T-shirts with elite codes
But this phenomenon extends beyond the small screen. On platforms like Etsy or Amazon, another form of expression is emerging: that of popular détournement. T-shirts with slogans ("Piper, no!", "Drink Myself to Sleep", "Pineapple Suite"), screen prints with the series' official logo, or even tributes to Parker Posey. These pieces, often priced under €40, recycle the series' imaginary world in a parodic yet affectionate register.
This spontaneous merchandising reflects an ambiguous relationship with luxury. Viewers re-enact, in their own way, the fantasy of a White Lotus hotel (hopefully without the homicidal aspect), swapping Loewe caftans for ironic T-shirts. In short, they virtually visit the series' boutique hotel, donning clothes that are more pop cultural appropriation than niche fashion.

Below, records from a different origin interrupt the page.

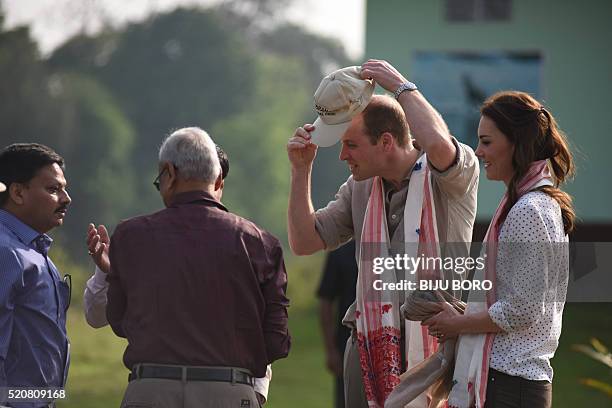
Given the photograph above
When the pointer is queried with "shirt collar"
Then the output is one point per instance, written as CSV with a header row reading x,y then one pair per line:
x,y
199,196
24,232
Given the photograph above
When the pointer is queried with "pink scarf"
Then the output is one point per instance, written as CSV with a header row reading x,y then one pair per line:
x,y
377,315
474,350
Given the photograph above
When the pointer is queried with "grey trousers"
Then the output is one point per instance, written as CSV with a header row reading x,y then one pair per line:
x,y
354,392
506,391
158,393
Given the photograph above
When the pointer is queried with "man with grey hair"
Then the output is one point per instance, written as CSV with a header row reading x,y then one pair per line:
x,y
198,292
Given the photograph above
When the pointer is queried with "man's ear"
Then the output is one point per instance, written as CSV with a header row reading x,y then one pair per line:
x,y
219,183
16,193
388,141
172,175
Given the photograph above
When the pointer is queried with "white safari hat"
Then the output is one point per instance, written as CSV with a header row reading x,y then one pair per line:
x,y
339,98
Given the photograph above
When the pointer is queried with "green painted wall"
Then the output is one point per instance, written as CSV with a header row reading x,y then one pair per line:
x,y
575,40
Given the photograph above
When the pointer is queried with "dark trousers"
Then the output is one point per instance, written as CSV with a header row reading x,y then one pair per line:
x,y
506,391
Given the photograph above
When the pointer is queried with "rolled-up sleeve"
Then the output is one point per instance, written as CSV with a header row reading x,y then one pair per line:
x,y
274,288
457,180
523,262
11,269
261,385
334,222
94,299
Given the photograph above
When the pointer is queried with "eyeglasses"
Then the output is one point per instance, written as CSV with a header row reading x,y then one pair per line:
x,y
156,181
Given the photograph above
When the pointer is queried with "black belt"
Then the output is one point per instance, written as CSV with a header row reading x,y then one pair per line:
x,y
186,373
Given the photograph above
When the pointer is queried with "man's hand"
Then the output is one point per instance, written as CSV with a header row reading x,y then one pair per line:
x,y
383,73
97,245
300,149
444,325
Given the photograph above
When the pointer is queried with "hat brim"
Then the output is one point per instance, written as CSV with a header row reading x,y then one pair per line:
x,y
325,135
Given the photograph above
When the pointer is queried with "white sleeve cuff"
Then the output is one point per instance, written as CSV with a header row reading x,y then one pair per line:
x,y
262,385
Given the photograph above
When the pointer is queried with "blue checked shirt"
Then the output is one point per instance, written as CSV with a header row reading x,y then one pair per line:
x,y
34,348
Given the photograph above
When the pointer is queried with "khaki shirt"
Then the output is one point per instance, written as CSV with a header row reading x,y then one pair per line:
x,y
454,193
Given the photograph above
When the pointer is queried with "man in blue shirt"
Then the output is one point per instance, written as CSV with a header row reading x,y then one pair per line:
x,y
34,349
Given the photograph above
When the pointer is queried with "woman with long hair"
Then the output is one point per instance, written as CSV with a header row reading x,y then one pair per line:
x,y
508,336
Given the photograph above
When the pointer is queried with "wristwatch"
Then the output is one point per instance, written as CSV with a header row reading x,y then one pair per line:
x,y
406,86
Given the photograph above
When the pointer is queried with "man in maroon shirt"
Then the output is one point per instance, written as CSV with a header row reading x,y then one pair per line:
x,y
198,292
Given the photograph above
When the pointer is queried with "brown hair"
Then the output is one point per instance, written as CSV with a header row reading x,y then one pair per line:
x,y
385,114
536,136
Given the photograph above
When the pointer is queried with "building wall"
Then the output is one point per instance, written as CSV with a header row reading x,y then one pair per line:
x,y
576,80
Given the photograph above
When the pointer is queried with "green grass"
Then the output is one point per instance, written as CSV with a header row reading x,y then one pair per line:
x,y
98,378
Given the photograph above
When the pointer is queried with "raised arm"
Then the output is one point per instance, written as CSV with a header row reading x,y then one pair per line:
x,y
426,124
303,236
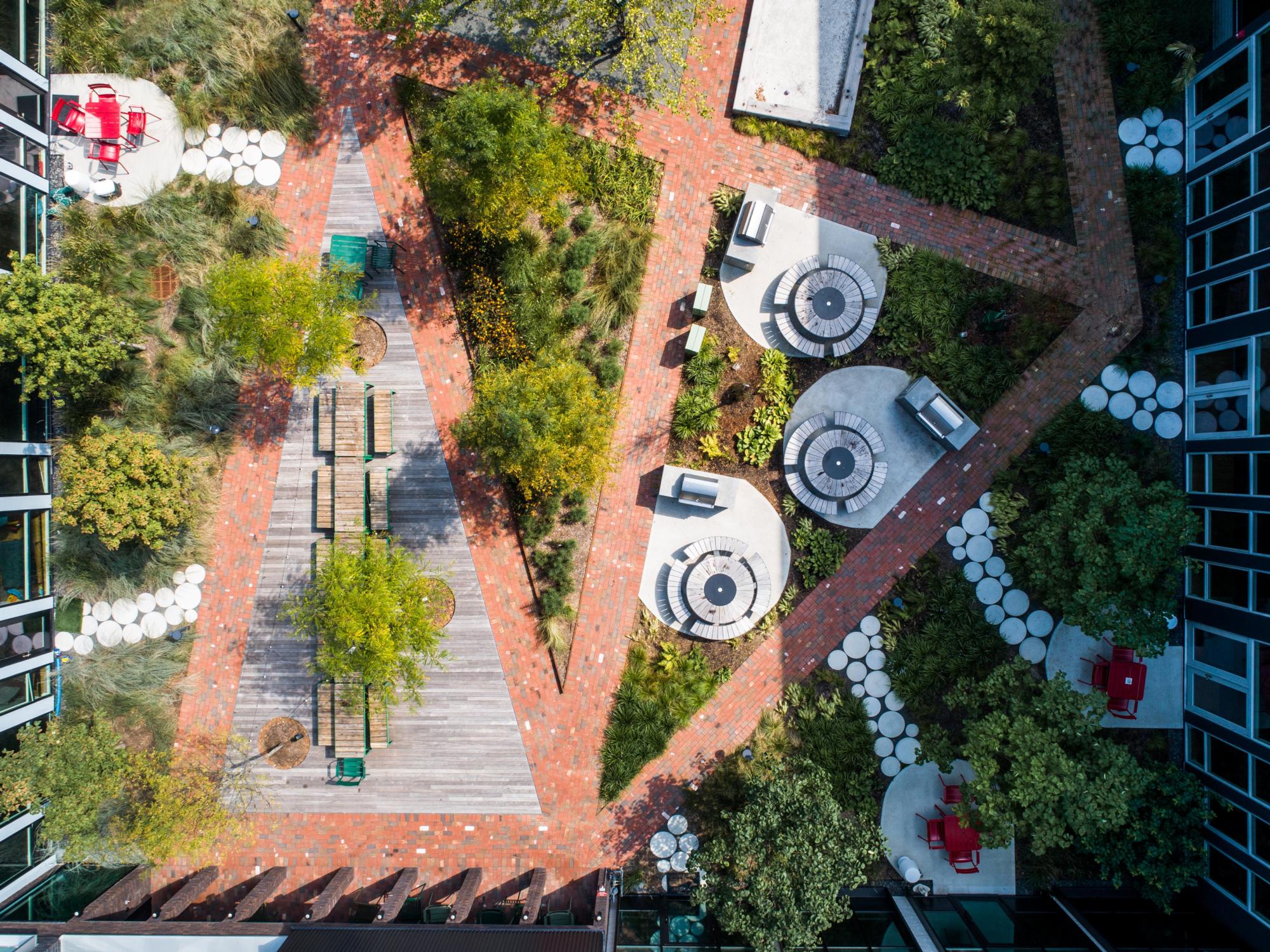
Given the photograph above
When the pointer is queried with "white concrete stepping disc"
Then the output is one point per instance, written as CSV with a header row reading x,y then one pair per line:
x,y
1013,631
878,683
1142,384
195,161
1033,650
153,625
1132,131
274,144
110,634
907,751
1122,405
1015,602
124,611
980,549
1114,377
1041,624
1094,398
976,522
219,169
187,596
1169,424
269,171
1170,394
989,591
857,644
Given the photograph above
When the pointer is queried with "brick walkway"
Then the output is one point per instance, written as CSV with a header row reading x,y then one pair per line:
x,y
562,732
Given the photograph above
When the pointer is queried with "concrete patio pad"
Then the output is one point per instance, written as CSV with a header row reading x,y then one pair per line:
x,y
871,392
794,235
149,168
916,790
1161,705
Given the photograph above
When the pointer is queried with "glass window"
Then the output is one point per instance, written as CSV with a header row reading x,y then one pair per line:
x,y
1231,184
1229,875
1229,530
1222,81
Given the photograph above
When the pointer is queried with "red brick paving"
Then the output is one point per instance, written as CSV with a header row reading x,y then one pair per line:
x,y
563,732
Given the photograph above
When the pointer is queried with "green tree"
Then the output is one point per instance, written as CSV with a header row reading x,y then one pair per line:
x,y
1161,850
1107,551
778,873
121,486
285,316
1043,768
547,424
373,610
645,43
69,334
492,155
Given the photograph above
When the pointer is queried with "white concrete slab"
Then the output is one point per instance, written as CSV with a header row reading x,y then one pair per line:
x,y
144,170
1161,705
678,526
802,61
793,236
916,790
871,392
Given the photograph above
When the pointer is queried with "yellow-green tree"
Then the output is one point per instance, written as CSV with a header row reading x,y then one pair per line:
x,y
120,485
285,316
545,424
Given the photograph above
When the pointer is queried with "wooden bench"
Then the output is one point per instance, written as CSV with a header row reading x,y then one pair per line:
x,y
327,422
326,498
379,494
382,409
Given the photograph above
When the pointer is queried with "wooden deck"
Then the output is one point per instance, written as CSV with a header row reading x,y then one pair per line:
x,y
431,766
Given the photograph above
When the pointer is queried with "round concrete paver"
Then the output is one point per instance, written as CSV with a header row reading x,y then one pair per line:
x,y
857,644
975,521
1041,624
989,591
1015,602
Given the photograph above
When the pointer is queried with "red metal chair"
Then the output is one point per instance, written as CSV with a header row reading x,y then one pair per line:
x,y
952,791
934,829
70,116
138,117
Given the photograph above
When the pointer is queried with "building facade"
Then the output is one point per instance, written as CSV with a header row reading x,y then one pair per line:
x,y
27,659
1227,464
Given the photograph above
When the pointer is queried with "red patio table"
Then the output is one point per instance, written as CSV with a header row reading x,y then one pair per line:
x,y
959,840
1127,680
106,113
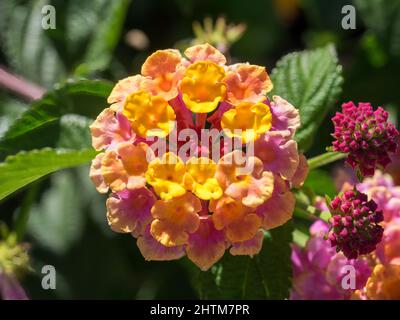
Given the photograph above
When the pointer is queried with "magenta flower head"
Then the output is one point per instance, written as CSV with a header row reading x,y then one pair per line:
x,y
366,135
355,228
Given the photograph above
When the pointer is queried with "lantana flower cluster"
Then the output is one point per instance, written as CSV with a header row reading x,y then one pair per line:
x,y
182,200
355,224
365,135
318,270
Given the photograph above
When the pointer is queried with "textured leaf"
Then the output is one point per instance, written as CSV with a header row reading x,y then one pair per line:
x,y
104,40
26,45
39,126
265,276
86,33
10,109
311,81
321,183
56,222
25,167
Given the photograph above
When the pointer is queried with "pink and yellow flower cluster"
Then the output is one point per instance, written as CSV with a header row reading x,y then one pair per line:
x,y
196,206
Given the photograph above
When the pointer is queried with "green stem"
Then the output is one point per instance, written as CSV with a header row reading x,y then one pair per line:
x,y
324,159
23,214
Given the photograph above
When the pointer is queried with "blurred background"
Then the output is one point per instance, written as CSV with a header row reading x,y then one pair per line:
x,y
67,227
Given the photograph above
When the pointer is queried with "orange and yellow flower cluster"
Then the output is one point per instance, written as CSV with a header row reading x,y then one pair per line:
x,y
196,205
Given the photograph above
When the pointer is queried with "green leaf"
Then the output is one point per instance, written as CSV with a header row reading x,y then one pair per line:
x,y
311,81
25,167
265,276
382,18
100,50
39,126
321,183
10,109
26,45
86,35
57,222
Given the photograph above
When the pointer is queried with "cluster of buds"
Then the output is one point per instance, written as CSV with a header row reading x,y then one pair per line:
x,y
355,228
365,135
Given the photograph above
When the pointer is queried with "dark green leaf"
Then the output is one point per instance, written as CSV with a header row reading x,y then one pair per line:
x,y
321,183
25,167
56,222
265,276
311,81
104,40
39,126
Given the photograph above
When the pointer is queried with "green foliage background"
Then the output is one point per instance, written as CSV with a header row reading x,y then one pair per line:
x,y
78,63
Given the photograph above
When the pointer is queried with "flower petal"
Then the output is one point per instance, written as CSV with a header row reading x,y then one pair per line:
x,y
205,52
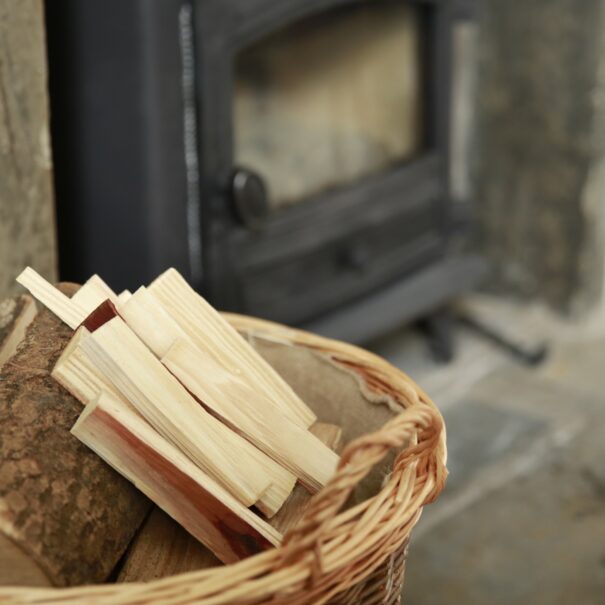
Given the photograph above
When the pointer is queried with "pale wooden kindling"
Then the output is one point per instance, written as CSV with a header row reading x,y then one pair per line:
x,y
158,330
169,408
244,408
78,374
63,307
163,473
213,334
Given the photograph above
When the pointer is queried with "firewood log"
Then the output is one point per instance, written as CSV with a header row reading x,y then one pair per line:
x,y
65,516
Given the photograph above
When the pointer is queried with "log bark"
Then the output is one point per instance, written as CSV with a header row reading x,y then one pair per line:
x,y
65,516
15,316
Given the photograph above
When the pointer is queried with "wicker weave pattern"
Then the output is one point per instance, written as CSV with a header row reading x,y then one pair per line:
x,y
350,557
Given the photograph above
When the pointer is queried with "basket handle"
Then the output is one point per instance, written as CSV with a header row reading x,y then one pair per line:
x,y
420,427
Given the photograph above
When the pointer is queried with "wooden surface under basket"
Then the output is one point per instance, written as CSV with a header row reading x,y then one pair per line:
x,y
350,546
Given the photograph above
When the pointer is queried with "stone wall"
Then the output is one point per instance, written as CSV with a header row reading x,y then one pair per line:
x,y
540,187
27,232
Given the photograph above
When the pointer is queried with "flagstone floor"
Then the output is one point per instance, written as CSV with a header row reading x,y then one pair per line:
x,y
522,519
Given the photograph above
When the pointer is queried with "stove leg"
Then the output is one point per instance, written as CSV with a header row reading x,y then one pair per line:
x,y
438,329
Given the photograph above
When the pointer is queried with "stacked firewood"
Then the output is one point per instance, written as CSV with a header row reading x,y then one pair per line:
x,y
178,403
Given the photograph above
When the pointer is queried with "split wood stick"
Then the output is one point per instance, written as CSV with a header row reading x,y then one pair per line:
x,y
66,516
124,295
93,293
15,316
78,374
163,548
243,409
292,511
156,328
213,334
172,481
62,306
161,399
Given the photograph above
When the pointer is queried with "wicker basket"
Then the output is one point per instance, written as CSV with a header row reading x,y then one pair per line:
x,y
350,547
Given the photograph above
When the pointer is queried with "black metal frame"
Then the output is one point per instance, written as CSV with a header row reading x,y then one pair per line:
x,y
125,208
327,251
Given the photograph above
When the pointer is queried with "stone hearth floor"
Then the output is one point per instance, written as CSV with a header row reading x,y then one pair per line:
x,y
522,519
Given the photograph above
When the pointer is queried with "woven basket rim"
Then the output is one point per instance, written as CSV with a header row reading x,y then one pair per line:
x,y
316,561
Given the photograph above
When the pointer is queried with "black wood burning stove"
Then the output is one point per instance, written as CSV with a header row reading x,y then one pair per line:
x,y
291,158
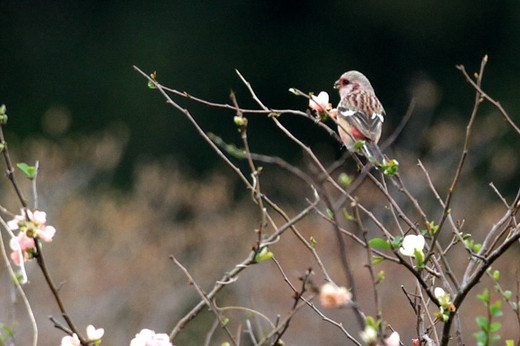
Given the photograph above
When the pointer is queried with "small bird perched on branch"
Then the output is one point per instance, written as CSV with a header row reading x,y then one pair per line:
x,y
360,114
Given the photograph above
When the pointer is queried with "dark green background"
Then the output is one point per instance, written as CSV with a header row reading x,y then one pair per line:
x,y
80,54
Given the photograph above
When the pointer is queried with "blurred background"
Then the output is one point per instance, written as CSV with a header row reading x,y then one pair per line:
x,y
127,181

Between social satire and the aesthetics of desire
If The White Lotus is so appealing, it's undoubtedly because it combines two rarely balanced approaches: biting criticism and visual refinement. Under the Koh Samui sun, bodies sweat, secrets ooze, but dresses remain impeccable, polo shirts perfectly ironed, moccasins well polished. This tension between the visible and the invisible, between appearances and intimacy, finds its climax in the silhouettes.
Saxon Ratliff (Patrick Schwarzenegger), a cretinous heir in his Southern Tide uniform, seems disguised as a low-cost version of Roger Federer. Piper, in her Brooke Shields-inspired Ralph Lauren dresses, desperately tries to escape her family's materialism by displaying... another form of privilege. Even Belinda (Natasha Rothwell), the only survivor from previous seasons who came here to work, swaps her uniform for Verandah caftans whenever she can. Style becomes language, and every look an emotional palimpsest.

From reality to fiction: fashion that reflects our times
What's most fascinating about The White Lotus is its ability to reflect the complexity of our relationship with clothing. In a world where we consume both products and symbols, the series offers an acute reading of our contradictions. We want refinement without boredom, irony without cynicism, beauty without price. Clothes become the receptacle of this paradox: desirable but denounced, exhibited but mocked.
And perhaps that's where the aesthetic strength of this series lies: in transforming a simple resort in Thailand into a living art gallery, an ephemeral contemporary art gallery, where each textile piece becomes an artifact of the human comedy.